Crop circles is a term used to describe patterns created by the flattening of crops such as wheat, barley, rapeseed, rye, corn, linseed and soy. The term was first used by researcher Colin Andrews to describe simple circles he was researching.
Since 1990 the crop circles evolved into complex geometries, but by then the term had stuck. Examples can be found worldwide. Various hypotheses have been offered to explain their formation, ranging from the naturalistic to the paranormal. Naturalistic explanations include man-made hoaxes or geological anomalies, while paranormal explanations include formation by UFOs. Many circles are known to be man-made, as those created by Doug Bower, Dave Chorley, and John Lundberg, and a 2000 study into circle hoaxing concluded that 80 percent of UK circles were definitely man-made
Tennessee Crop Circles
Man-made or alien-aligned? For the second time in two years, a crop circle's appeared in Monroe County.

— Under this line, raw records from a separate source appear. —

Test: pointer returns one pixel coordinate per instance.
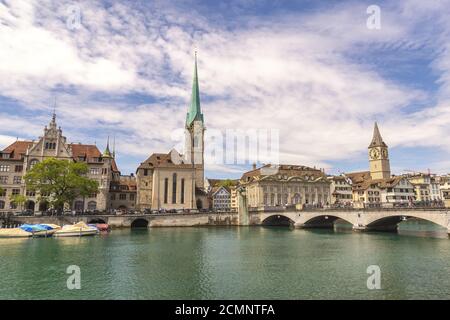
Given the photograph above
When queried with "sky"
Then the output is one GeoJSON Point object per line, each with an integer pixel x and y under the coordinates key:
{"type": "Point", "coordinates": [313, 71]}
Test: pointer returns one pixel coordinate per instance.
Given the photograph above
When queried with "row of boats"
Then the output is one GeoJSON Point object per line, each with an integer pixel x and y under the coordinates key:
{"type": "Point", "coordinates": [47, 230]}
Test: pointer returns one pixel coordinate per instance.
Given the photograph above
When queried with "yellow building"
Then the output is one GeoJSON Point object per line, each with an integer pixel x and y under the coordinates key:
{"type": "Point", "coordinates": [272, 186]}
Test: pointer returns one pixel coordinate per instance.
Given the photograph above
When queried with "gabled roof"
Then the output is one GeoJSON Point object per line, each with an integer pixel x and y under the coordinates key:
{"type": "Point", "coordinates": [17, 149]}
{"type": "Point", "coordinates": [162, 160]}
{"type": "Point", "coordinates": [285, 170]}
{"type": "Point", "coordinates": [87, 151]}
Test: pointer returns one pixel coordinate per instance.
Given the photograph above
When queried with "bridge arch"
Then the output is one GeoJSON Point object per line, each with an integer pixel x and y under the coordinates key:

Does anyone know what made this? Not just yet, but everyone has their own theory. This new designs just down the road from the first crop circle. That appeared last May also in a wheat field. Neighbors say whoever, or whatever did it worked quickly and quietly. Beyond still-standing blades, there are others pushed in a perfect pattern.
"I don't know whether it's man-made or not," resident Johnnie Helm said.
It's the second Monroe County Crop Circle in two years. These lines and curves appeared in Johnnie Helm's 50-acre wheat field Monday morning.
"I didn't hear nothing. And I'm up and down all night," Helm said.
Her neighbor, Jean Merrell first spotted the bent blades.
"I always look out the window, and I thought, my goodness, what's in the field? What's happened?" resident Jean Merrell said.
The "what"? Well, the crushed crops form a triangle. At each corner a pair of circles, but "how" and "who" wilted the wheat is a crop quandary.
"I really don't think it's man-made. I don't believe anyone could do that, that quick and so perfect," Merrell said.
These thin lines are the only paths in and out. Helms says they're from crop fertilization and they've been here months. The new field phenomena's less than a half mile from last May's Crop Circle just outside Madisonville. Investigators ruled that design "non man-made." Crop circle researches came to investigate last year's design. As for this one, they want to come back.
"They'd have to be very careful, cause I ain't talked to the man I rent it to," Helm said.
"I think it's something fantastic myself," Merrell said.
"If it's aliens and they want me, they'll come and get me. Will you put up a fight? No. Why? I'll talk to them. What if you don't speak Alien? They better speak English," Helm said.
And Helm wants to know...why her backyard?
Investigators with the independent crop circle researchers organizations plan to scientifically test this design next week, but they still have to get helm's permission.
We've haven't revealed the exact location on purpose. Her land's private property. She doesn't want strangers trampling the crops. So public visits are off-limits, for now.